As an adult, she was diagnosed with Post Traumatic Stress Disorder. She detailed how throughout her adult life she has struggled to trust anyone or anything. That has come to affect her relationships.

That trauma still lingers, but she told the Royal Commission that the opportunity to reconnect with her taha Māori was therapeutic. She was taken in by Manurewa Marae in Auckland some years ago.

"Kaikaos, male, female, all of them. They worked off the marae in Manurewa and we had a whare for those who needed healing. So all the nans there would support me for what I was doing. I realised then that's what it's really about, really connecting properly.

"They could see the potential that I couldn't see with my own [eyes]. I couldn't see. I was just blinded by what had traumatised me before."

Half a century later, Te Aroha Knox is still proudly bearing her grandmother's name. She has two sons and seven mokopuna who adore her. She told the Commission that only now was grasping all the opportunities the state had stripped from her in her childhood.
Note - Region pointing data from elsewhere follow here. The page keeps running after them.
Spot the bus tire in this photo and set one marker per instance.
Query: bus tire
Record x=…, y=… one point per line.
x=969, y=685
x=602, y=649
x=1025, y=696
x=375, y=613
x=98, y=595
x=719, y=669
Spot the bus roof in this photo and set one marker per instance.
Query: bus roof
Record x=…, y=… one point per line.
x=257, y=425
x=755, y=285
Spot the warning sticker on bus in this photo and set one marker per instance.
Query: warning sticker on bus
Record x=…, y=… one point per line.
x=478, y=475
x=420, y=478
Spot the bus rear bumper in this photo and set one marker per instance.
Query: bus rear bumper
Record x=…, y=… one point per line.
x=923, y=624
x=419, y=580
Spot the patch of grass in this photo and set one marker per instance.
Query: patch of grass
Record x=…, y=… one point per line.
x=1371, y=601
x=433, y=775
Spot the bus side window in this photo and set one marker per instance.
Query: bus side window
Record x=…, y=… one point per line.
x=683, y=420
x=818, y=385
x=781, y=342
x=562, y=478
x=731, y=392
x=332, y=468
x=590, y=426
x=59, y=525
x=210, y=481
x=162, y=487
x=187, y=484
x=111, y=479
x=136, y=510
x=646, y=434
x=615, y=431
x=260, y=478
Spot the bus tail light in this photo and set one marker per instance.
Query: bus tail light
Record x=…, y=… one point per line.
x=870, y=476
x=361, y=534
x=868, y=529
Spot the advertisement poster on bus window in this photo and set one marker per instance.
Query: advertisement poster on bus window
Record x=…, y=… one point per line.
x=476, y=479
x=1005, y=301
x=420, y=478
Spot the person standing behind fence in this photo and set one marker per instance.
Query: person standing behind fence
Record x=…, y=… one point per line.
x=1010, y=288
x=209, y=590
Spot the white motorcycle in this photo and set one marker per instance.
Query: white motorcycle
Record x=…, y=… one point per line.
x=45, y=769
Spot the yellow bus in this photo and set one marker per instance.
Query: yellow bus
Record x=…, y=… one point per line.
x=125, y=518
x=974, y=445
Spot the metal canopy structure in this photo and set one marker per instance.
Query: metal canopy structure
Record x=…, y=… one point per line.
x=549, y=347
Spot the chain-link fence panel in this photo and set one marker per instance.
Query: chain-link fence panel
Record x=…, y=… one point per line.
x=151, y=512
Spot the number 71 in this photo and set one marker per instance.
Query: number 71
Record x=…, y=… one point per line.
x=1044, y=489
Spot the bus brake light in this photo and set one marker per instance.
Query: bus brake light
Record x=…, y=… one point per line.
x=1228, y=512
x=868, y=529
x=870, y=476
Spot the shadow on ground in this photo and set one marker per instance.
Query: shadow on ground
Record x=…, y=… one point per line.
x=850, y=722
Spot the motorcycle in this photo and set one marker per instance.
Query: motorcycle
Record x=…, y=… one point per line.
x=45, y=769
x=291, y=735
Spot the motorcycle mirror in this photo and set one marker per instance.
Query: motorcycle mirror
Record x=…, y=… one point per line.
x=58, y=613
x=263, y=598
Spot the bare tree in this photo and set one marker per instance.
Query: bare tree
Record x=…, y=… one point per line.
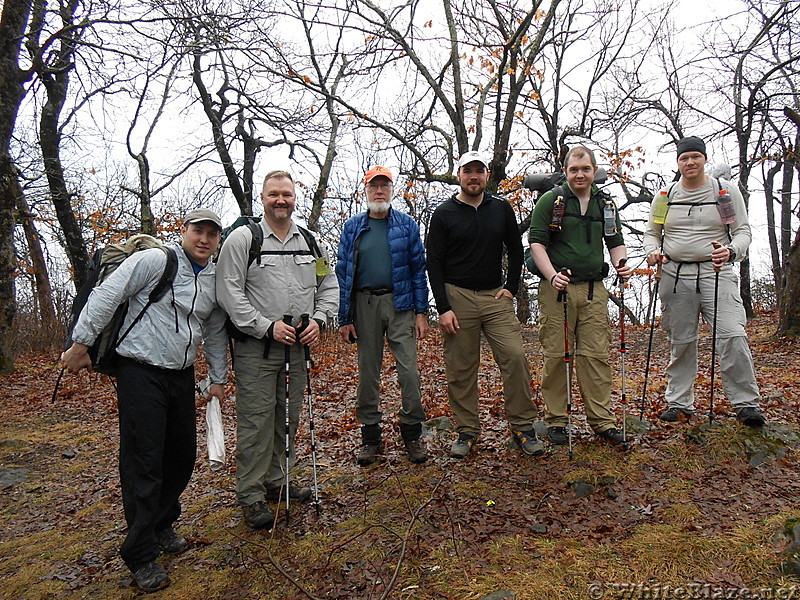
x=13, y=23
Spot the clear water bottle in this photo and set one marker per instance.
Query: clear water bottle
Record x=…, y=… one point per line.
x=557, y=216
x=660, y=207
x=725, y=207
x=609, y=219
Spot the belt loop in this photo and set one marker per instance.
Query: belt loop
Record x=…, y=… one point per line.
x=677, y=275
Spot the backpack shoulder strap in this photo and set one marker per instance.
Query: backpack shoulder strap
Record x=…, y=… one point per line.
x=167, y=277
x=311, y=241
x=254, y=254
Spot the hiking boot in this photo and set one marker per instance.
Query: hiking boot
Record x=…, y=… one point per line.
x=150, y=577
x=557, y=435
x=751, y=416
x=613, y=436
x=672, y=413
x=171, y=542
x=529, y=442
x=367, y=454
x=462, y=445
x=416, y=452
x=257, y=515
x=296, y=493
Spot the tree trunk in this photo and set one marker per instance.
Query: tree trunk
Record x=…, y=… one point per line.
x=148, y=224
x=56, y=84
x=44, y=291
x=775, y=254
x=9, y=190
x=789, y=323
x=12, y=28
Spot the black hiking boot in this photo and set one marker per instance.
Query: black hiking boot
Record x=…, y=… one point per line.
x=258, y=516
x=370, y=444
x=531, y=445
x=171, y=542
x=367, y=454
x=462, y=446
x=751, y=416
x=150, y=577
x=557, y=435
x=416, y=452
x=613, y=436
x=672, y=413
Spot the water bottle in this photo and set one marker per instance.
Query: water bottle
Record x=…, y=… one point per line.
x=609, y=219
x=660, y=207
x=725, y=207
x=557, y=216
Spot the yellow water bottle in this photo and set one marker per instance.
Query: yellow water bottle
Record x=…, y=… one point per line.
x=660, y=207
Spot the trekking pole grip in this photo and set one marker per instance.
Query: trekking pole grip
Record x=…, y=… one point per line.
x=305, y=321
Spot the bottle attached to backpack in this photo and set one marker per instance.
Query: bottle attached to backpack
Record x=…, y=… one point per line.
x=557, y=215
x=660, y=207
x=725, y=207
x=609, y=218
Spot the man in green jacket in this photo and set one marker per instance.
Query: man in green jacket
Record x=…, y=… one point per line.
x=576, y=244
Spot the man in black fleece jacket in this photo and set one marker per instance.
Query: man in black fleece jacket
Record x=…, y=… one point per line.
x=466, y=238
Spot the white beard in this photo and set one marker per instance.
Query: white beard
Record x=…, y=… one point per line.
x=380, y=208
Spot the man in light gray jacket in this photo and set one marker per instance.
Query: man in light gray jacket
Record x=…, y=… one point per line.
x=156, y=384
x=288, y=278
x=697, y=250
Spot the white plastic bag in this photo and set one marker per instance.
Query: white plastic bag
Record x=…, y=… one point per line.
x=215, y=436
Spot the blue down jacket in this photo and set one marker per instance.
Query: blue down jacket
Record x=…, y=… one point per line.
x=409, y=279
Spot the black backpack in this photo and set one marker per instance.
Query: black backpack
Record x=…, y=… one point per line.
x=254, y=225
x=104, y=262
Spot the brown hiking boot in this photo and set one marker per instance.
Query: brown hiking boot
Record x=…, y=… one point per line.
x=416, y=451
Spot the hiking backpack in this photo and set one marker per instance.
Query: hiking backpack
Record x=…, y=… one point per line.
x=104, y=262
x=255, y=253
x=559, y=191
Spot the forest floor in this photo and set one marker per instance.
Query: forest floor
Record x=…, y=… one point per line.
x=689, y=511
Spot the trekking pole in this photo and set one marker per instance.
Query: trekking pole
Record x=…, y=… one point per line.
x=562, y=297
x=623, y=349
x=287, y=352
x=714, y=337
x=304, y=321
x=650, y=342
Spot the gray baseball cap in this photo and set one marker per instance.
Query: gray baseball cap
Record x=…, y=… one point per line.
x=198, y=215
x=472, y=156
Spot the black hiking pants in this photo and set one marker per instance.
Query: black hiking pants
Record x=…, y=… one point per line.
x=157, y=450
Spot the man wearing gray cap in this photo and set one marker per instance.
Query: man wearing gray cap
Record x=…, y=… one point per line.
x=155, y=382
x=466, y=239
x=697, y=242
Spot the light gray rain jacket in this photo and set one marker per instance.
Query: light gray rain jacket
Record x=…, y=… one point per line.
x=171, y=330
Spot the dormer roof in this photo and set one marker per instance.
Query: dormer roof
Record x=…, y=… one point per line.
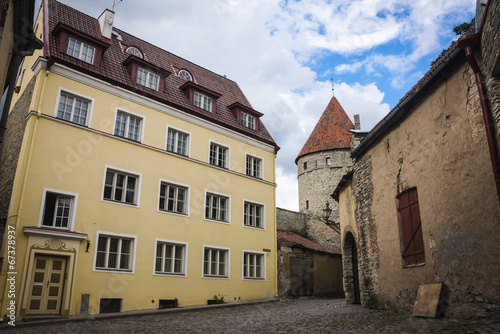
x=331, y=132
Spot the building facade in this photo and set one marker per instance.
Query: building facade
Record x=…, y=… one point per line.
x=323, y=159
x=137, y=178
x=422, y=199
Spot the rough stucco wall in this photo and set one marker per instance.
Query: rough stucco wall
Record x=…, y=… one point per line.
x=16, y=124
x=490, y=51
x=321, y=233
x=317, y=182
x=287, y=220
x=437, y=149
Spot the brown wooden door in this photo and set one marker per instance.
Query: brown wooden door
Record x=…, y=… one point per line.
x=47, y=282
x=301, y=276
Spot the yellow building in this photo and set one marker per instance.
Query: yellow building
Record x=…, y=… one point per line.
x=141, y=178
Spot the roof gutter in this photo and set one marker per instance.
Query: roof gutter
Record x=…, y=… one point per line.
x=468, y=43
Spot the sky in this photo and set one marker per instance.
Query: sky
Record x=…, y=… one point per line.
x=287, y=55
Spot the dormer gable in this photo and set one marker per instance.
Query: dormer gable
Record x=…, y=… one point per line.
x=200, y=96
x=246, y=116
x=79, y=45
x=145, y=73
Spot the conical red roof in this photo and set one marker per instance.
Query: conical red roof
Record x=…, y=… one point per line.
x=331, y=132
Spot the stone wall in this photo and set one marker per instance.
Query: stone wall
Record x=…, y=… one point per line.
x=287, y=220
x=10, y=149
x=318, y=181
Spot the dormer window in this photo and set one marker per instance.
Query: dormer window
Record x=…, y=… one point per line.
x=148, y=79
x=134, y=51
x=246, y=116
x=200, y=96
x=185, y=74
x=202, y=101
x=247, y=120
x=81, y=50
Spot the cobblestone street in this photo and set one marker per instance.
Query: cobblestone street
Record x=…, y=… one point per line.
x=285, y=316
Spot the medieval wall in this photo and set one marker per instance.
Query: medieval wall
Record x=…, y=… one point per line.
x=318, y=180
x=439, y=149
x=10, y=148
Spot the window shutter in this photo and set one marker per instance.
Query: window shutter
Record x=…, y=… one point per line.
x=413, y=243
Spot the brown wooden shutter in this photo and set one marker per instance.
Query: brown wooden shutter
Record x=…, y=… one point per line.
x=413, y=242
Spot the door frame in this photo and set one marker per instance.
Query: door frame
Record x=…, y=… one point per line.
x=51, y=247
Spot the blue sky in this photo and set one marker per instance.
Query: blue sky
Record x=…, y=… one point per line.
x=284, y=54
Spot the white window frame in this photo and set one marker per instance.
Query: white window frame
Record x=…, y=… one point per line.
x=72, y=214
x=184, y=259
x=228, y=154
x=228, y=207
x=133, y=247
x=188, y=145
x=123, y=171
x=202, y=100
x=142, y=122
x=148, y=77
x=228, y=262
x=263, y=215
x=80, y=52
x=261, y=169
x=132, y=50
x=186, y=202
x=184, y=76
x=245, y=120
x=263, y=265
x=90, y=100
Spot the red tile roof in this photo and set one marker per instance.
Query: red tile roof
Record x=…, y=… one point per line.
x=290, y=239
x=331, y=131
x=113, y=71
Knox had recently taken a literacy programme at a local education centre in Whakatū.

"I'm in my 50's, I'm just experiencing it now. I'm learning new words I never got to learn when I was growing up, my world was black and white, but now the words on a piece of paper just colour my world. Now I'm able to express the words properly and understand what it means."

And now she is studying to become a kaiako. To help new generations, and be an example of what's possible. To make her whānau proud.

"I've gotta be here for the next generation, that's what I'm really here for," she said, the tears giving way to a smile.

"To say to them, 'it's okay, you can do it'. Whatever goals you choose in your life you can do it. If I can, you can.

"Just to let them know they're supported, manaakitanga."